26. The method of claim 23, further comprising:

When the comparison circuit determines that neither the first target data nor the second target data is data in the first set, output an enable signal with a value of 0 to the at least one first register ;

The inversion circuit performs an inversion operation on the enable signal with a value of 0 output by the comparison circuit to obtain an enable signal with a value of 1, and outputs the enable signal with a value of 1 to the The at least one second register, the inversion circuit is respectively connected to the comparison circuit and the at least one second register;

When the at least one second register determines that neither the first target data nor the second target data is data in the first set, the acquired first target data and The second target data is output to a second operating circuit, including:

The at least one second register outputs the obtained first target data and the second target data to the second operating circuit based on the enable signal with a value of 1.

27. The method according to claim 26, wherein the negation circuit is a NOT gate.

28. The method according to claim 24, wherein the data selector MUX uses the first result or the second result as the output of the matrix multiplier, comprising:

After the MUX receives the enable signal whose value is 1, the first result is used as the output of the matrix multiplier; or

The MUX uses the second result as an output of the matrix multiplier after receiving the enable signal whose value is 0.

29. A chip, characterized in that the chip comprises the matrix multiplier according to any one of claims 1 to 14.

30. A computing device characterized by,

at least one processor; and

at least one memory coupled to said at least one processor;

Wherein, instructions executable by the at least one processor are stored in the at least one memory, and the at least one processor is used to execute the instructions stored in the at least one memory, so that the computing device performs the The method described in any one of 15 to 28.

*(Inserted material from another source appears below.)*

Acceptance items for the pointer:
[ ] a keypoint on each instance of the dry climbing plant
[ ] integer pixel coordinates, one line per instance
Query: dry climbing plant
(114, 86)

31. A computer program product comprising instructions, characterized in that, when the instructions are executed by the computer, the computer is caused to perform the method according to any one of claims 15 to 28.

32. A computer-readable storage medium, characterized in that it includes computer program instructions, and when the computer program instructions are executed by the computer, the computer executes the computer program according to any one of claims 15 to 28. method.